Vu la procédure suivante :
Par une requête enregistrée le 1er décembre 2020, Mme A D C, épouse B, représentée par Me Tihal, demande au tribunal :
1°) d'annuler la décision du 14 février 2020 par laquelle le ministre de l'intérieur a rejeté sa demande de naturalisation ;
2°) d'enjoindre au ministre de l'intérieur de réexaminer sa demande de naturalisation ;
3°) de mettre à la charge de l'Etat la somme de 1 500 euros en application de l'article L. 761-1 du code de justice administrative.
Par un mémoire en défense, enregistré le 3 août 2021, le ministre de l'intérieur conclut au non-lieu à statuer sur les conclusions aux fins d'annulation et d'injonction et au rejet du surplus des conclusions de la requête.
Il soutient que la décision attaquée a été abrogée par une décision du 5 juillet 2021.
Par un mémoire en défense enregistré le 13 décembre 2021, qui n'a pas été communiqué, le ministre de l'intérieur informe le Tribunal que par un décret n° 037 paru au journal officiel de la République française le 31 octobre 2021, la requérante a obtenu la naturalisation française.
Vu les autres pièces du dossier.
Vu le code de justice administrative.
Considérant ce qui suit :
1.Aux termes de l'article R. 222-1 du code de justice administrative : " Les présidents de tribunal administratif (), les premiers vice-présidents des tribunaux () et les présidents de formation de jugement des tribunaux () peuvent, par ordonnance : () 3' Constater qu'il n'y a pas lieu de statuer sur une requête () 5° Statuer sur les requêtes qui ne présentent plus à juger de questions autres que la condamnation prévue à l'article L. 761-1 ou la charge des dépens () " .
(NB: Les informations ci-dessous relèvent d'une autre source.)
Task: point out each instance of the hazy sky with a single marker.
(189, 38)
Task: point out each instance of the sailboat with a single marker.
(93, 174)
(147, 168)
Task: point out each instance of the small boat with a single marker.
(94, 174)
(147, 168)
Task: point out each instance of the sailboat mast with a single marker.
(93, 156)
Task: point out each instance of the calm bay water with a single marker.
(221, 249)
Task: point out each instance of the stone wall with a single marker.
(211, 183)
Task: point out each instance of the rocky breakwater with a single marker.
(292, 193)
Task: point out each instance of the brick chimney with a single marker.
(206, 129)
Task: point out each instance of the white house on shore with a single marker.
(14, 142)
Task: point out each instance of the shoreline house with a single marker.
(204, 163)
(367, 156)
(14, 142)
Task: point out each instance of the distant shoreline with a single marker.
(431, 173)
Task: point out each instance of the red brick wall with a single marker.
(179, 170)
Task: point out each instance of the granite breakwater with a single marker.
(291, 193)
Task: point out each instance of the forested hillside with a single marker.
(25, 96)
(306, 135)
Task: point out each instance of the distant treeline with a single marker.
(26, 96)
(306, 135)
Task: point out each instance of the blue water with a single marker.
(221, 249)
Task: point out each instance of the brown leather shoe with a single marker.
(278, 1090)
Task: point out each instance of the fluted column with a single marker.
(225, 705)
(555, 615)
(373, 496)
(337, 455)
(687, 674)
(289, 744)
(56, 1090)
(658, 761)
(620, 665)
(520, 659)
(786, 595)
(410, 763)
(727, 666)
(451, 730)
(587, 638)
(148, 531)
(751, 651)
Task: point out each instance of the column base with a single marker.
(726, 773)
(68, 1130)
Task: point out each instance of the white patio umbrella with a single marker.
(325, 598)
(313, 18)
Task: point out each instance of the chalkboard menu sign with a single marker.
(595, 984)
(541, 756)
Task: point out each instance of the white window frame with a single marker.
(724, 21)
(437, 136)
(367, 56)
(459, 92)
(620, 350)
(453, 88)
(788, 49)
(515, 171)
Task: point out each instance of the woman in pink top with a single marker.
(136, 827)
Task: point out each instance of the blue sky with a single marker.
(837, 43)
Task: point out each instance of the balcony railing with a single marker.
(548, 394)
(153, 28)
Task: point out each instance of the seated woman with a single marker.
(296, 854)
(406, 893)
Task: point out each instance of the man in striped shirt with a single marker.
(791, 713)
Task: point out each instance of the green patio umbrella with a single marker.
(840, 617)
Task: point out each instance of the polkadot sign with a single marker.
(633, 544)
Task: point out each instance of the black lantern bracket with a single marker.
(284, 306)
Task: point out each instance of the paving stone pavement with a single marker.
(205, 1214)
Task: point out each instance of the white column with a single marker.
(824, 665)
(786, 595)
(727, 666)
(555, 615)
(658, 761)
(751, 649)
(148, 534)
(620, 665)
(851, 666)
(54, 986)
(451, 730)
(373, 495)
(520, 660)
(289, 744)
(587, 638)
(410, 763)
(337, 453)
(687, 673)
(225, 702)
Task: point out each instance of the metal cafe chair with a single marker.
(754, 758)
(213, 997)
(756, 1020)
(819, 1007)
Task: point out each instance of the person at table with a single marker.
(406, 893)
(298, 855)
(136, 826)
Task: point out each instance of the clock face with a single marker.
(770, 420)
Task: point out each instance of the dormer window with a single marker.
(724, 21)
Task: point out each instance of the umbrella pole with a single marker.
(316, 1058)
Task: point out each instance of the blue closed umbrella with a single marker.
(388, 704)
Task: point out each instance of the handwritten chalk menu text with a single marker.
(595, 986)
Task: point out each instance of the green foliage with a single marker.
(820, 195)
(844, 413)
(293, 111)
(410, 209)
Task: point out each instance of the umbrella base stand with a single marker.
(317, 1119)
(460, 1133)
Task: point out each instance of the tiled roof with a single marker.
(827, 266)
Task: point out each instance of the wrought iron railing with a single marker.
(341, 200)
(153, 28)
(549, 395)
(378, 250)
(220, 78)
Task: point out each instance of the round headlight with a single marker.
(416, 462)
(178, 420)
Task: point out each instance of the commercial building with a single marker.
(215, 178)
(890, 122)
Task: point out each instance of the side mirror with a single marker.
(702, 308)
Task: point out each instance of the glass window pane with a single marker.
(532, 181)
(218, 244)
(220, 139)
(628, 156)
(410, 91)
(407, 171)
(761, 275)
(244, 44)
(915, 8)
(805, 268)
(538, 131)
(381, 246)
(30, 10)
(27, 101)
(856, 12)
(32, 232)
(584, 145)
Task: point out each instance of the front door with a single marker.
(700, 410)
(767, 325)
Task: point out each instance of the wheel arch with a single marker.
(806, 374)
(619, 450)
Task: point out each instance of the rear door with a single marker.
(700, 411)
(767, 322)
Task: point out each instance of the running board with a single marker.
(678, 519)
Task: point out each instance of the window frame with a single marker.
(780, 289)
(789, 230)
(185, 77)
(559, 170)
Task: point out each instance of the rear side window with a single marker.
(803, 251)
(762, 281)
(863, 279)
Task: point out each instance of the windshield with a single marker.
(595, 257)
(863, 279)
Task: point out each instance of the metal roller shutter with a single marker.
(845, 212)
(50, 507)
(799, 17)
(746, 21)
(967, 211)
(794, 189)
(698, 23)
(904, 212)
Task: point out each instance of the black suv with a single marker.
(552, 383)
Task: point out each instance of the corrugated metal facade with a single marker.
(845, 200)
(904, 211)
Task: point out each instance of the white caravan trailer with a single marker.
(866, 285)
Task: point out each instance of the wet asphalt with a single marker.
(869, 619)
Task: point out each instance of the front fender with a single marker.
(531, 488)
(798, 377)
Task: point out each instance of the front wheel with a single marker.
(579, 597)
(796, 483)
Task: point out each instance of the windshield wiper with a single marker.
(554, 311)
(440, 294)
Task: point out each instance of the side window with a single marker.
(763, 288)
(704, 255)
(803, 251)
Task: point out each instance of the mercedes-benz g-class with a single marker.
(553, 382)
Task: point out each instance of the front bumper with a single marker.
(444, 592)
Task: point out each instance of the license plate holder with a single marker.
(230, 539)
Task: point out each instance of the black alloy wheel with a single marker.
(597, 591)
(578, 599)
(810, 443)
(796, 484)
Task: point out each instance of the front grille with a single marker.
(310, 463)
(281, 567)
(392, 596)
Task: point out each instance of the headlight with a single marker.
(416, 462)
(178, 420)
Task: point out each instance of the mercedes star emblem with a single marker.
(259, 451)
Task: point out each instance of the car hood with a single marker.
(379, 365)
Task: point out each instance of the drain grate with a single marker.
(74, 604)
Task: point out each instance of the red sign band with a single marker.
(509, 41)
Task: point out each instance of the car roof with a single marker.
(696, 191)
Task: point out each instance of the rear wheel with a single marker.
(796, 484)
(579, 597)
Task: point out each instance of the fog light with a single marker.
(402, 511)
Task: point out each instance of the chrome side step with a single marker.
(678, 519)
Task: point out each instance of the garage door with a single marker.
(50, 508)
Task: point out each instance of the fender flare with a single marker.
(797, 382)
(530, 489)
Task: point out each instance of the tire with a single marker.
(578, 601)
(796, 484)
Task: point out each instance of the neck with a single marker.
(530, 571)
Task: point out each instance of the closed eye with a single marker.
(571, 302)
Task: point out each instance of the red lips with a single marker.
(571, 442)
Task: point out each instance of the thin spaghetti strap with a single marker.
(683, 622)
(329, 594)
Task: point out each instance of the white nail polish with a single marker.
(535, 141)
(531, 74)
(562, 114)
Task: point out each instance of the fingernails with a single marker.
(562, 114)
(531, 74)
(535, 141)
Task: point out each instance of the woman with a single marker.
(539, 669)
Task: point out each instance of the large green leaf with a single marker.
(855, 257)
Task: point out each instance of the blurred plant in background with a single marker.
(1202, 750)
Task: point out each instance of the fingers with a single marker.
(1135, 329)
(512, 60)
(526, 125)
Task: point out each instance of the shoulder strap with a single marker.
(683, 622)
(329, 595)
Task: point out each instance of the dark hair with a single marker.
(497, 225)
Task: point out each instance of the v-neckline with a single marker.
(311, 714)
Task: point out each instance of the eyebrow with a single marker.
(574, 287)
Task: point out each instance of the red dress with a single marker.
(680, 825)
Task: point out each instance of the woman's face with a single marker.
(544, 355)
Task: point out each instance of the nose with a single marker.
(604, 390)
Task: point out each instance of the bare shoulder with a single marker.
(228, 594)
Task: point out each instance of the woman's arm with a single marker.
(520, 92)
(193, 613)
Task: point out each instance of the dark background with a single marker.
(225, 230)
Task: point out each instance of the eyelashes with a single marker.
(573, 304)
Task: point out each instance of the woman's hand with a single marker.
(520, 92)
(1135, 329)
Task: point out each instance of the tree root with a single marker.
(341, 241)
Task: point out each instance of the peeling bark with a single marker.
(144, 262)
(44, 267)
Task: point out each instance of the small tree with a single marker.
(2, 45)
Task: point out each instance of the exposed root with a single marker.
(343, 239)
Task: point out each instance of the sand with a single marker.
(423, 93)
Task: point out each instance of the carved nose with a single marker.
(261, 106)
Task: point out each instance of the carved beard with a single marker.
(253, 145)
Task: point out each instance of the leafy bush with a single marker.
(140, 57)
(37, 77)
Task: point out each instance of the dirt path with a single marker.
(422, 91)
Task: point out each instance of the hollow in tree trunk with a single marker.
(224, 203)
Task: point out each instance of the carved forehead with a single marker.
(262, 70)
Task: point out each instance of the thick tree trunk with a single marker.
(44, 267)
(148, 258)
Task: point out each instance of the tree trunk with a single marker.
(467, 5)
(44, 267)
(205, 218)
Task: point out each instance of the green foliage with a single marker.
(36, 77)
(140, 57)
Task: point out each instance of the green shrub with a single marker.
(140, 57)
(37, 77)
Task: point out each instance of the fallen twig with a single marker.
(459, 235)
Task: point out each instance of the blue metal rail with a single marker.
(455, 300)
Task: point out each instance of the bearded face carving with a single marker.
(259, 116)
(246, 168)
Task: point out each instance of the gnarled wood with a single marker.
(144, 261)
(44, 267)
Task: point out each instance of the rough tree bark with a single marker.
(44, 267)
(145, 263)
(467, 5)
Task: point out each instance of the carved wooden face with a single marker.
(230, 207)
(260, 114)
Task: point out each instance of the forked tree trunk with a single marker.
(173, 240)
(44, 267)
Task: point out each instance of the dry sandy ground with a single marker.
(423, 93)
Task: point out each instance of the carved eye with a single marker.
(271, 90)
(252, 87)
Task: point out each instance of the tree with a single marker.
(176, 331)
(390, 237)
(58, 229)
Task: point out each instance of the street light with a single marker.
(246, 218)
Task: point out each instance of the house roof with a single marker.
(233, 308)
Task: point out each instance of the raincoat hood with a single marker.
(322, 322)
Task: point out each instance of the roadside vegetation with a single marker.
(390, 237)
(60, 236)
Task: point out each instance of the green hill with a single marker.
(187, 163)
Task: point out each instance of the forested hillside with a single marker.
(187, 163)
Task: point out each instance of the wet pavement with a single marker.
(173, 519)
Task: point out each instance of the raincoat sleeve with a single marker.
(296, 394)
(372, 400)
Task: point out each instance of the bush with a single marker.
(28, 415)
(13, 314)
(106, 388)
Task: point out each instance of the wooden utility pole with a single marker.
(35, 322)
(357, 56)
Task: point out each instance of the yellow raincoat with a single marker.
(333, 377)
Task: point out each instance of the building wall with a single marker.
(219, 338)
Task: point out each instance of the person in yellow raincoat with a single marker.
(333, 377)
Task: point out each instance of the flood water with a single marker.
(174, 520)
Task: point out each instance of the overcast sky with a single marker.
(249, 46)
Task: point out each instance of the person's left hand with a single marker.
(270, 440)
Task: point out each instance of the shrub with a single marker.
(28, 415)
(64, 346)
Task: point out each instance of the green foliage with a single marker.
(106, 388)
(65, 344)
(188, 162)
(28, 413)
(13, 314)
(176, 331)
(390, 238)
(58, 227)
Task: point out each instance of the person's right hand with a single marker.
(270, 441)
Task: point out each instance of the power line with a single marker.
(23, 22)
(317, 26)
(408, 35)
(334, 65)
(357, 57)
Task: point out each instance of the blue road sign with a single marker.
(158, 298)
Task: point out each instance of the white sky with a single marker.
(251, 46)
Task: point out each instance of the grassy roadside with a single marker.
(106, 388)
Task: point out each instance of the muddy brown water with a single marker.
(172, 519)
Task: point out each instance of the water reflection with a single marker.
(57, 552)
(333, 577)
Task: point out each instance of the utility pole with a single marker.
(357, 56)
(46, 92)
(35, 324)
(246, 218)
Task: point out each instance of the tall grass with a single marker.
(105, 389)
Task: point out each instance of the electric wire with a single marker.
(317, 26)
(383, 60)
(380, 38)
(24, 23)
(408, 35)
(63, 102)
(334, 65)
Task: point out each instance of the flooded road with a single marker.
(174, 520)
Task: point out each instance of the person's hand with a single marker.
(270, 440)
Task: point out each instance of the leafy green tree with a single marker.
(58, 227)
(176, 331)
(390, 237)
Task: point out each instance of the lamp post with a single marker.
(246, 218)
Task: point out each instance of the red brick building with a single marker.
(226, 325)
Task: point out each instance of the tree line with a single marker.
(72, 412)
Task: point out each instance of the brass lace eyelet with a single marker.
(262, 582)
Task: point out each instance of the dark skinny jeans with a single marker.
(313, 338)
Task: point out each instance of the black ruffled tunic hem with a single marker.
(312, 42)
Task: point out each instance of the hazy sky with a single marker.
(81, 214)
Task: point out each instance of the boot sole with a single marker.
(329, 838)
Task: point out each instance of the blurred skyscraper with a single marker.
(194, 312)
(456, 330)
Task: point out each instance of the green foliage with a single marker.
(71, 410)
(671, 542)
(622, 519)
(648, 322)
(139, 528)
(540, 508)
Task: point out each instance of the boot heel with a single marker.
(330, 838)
Sur les conclusions aux fins d'annulation et d'injonction :
2.Par un décret n° 037 du 29 octobre 2021, publié au journal officiel de la République française le 31 octobre 2021, postérieur à l'introduction de la requête, le ministre de l'intérieur a prononcé la naturalisation de Mme D C épouse B. Dès lors, les conclusions aux fins d'annulation et d'injonction présentées par Mme D C épouse B sont devenues sans objet. Il n'y a pas lieu d'y statuer.
Sur les conclusions tendant à l'application de l'article L. 761-1 du code de justice administrative :
3.Dans les circonstances de l'espèce, il n'a pas lieu de mettre à la charge de l'Etat la somme que Mme D C épouse B demande au titre des frais exposés et non compris dans les dépens.
O R D O N N E :
Article 1er : Il n'y a pas lieu de statuer sur les conclusions aux fins d'annulation et d'injonction présentées par Mme D C épouse B.
Article 2 : Le surplus des conclusions de la requête est rejeté.
Article 3 : La présente ordonnance sera notifiée à Mme A D C épouse B et au ministre de l'intérieur.
Fait à Nantes, le 1e 23 août 2022.
La présidente de la 7ème chambre,
F. SPECHT
La République mande et ordonne au ministre de l'intérieur en ce qui le concerne ou à tous commissaires de justice à ce requis en ce qui concerne les voies de droit commun contre les parties privées, de pourvoir à l'exécution de la présente décision.